The American College of Medical Genetics and Genomics (ACMG) recommends population-wide screening for carriers of CF-associated mutations. For this purpose, a core panel of 23 variants has been assembled based on strict selection criteria of classic disease presentation and a CF patient chromosome frequency of more than 0.1.6,7 The ACMG also recommends that mutations selected for inclusion on any DNA-based panel should be representative of the existing “pan-ethnic United States population.”7 Since the establishment of the core ACMG panel, numerous commercial laboratories have produced expanded genetic panels of 90 or more CFTR variants, including those designed by the genetic testing companies Integrated Genetics, Counsyl, and Recombine.8,9

Although DNA genotyping can be extraordinarily accurate from an analytical perspective, it is not sufficient by itself for determination of downstream effects of gene function and prediction of phenotypes in hypothesized homozygous or compound heterozygous individuals (see Cooper et al. for a review10). This is especially true for diseases with continuous phenotypes, like CF.

In recognizing the need for more functional and molecular data to inform variant disease contribution, a large systematic study of CFTR DNA sequences was recently reported by Sosnay and colleagues.11 They analyzed genotypic, functional, and phenotypic data gathered from nearly 40,000 CF patients in the “CFTR2” database. Sosnay et al.11 characterized 159 CFTR variants as CF-causing, “indeterminate,” or non-CF-causing. Together, these variants account for 96.4% of the CFTR mutation load in the CFTR2 database.

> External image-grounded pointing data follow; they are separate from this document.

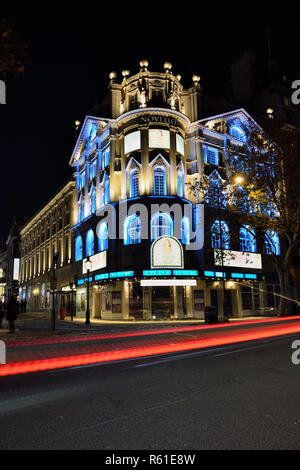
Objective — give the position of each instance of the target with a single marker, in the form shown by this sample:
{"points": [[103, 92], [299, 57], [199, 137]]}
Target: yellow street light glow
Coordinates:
{"points": [[239, 179]]}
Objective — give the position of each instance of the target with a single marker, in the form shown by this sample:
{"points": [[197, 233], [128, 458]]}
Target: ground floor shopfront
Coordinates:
{"points": [[129, 300]]}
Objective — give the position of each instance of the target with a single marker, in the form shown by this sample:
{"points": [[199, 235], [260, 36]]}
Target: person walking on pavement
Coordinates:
{"points": [[12, 311]]}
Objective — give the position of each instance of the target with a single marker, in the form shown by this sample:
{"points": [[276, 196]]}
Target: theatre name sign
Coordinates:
{"points": [[237, 259]]}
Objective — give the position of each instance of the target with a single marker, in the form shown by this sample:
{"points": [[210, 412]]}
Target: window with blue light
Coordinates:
{"points": [[237, 275], [238, 133], [90, 249], [185, 272], [214, 192], [132, 230], [82, 180], [161, 224], [134, 182], [78, 248], [185, 230], [93, 169], [105, 157], [94, 201], [103, 237], [82, 210], [160, 188], [272, 243], [180, 184], [157, 272], [106, 192], [250, 276], [247, 239], [220, 237], [212, 156]]}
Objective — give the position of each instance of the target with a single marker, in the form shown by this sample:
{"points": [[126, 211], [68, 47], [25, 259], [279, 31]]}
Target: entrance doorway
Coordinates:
{"points": [[136, 300], [162, 302]]}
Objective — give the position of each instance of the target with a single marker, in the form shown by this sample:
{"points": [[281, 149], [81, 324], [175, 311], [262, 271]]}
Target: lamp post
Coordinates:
{"points": [[239, 180], [53, 286], [88, 265], [72, 285]]}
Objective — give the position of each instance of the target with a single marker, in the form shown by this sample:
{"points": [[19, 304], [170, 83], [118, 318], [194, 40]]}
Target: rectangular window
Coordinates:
{"points": [[212, 156], [132, 142], [179, 144]]}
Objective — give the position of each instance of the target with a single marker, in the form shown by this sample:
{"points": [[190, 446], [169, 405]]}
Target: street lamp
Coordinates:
{"points": [[72, 286], [239, 180], [88, 265]]}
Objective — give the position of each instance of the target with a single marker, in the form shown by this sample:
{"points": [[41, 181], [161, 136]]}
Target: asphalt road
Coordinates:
{"points": [[243, 396]]}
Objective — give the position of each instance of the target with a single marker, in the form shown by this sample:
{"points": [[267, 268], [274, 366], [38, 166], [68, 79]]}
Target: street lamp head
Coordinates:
{"points": [[239, 179]]}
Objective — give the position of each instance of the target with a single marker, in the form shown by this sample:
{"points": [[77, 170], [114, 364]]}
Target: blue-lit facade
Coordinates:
{"points": [[137, 220]]}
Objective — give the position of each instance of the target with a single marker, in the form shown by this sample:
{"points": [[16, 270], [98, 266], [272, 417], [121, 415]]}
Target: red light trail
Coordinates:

The CFTR2-curated set of 159 variants has been presented as the basis for a highly sensitive targeted mutation carrier screen.12 The expected utility is dependent on two premises. First, it assumes that the CFTR2 database, which is 95% Caucasian, is representative of the global mix of genomes that now constitute the US population. Second, it assumes that carrier frequencies in a nonpatient population can be inferred from variant frequencies within a CF patient sample. This inference is problematic if variants associate with differently diagnosed effects in the context of homozygous and compound heterozygous genotypes. Ascertainment bias could result in overrepresentation of some mutations while leading to the dramatic underrepresentation of others.3

An opportunity to evaluate the global detection and representation issues came about with the completion and public archiving of the Exome Aggregation Consortium (ExAC), a collection of whole exome sequencing data from more than 60,000 individuals representing a diverse sample of human populations.13 In this article, we present an extensive analysis of likely disease-contributing CFTR variants in the ExAC data set. We have found evidence of strong superpopulation stratification of allele spectra and distinguish a low-complexity, high-frequency group of established disease-contributing variants that appear in homozygous adults without evidence of pediatric disease. Our results call into question the sensitivity and usefulness of targeted mutation carrier screens in reducing the reproductive risk for children being born with diseases caused by various CFTR genotypes. We do not believe that the disease-contributing variants we found should be added to an enhanced screening panel. We also do not believe that we have presented a preferred method for carrier detection. Rather, we assert that the traditional carrier screening framework needs to be updated based on the strengths of more modern tools.

Materials and Methods

ExAC data acquisition and sequencing intervals

We recovered CFTR variant allele and genotype frequencies from the 60,706 sequenced exomes that were consolidated and processed by the Exome Aggregation Consortium (ExAC) and made available through the Consortium’s website (version 0.3, http://exac.broadinstitute.org). ExAC subjects represent individual participants in several large-scale, disease-specific, and population genetic studies. Persons affected by severe pediatric disease were excluded from participation.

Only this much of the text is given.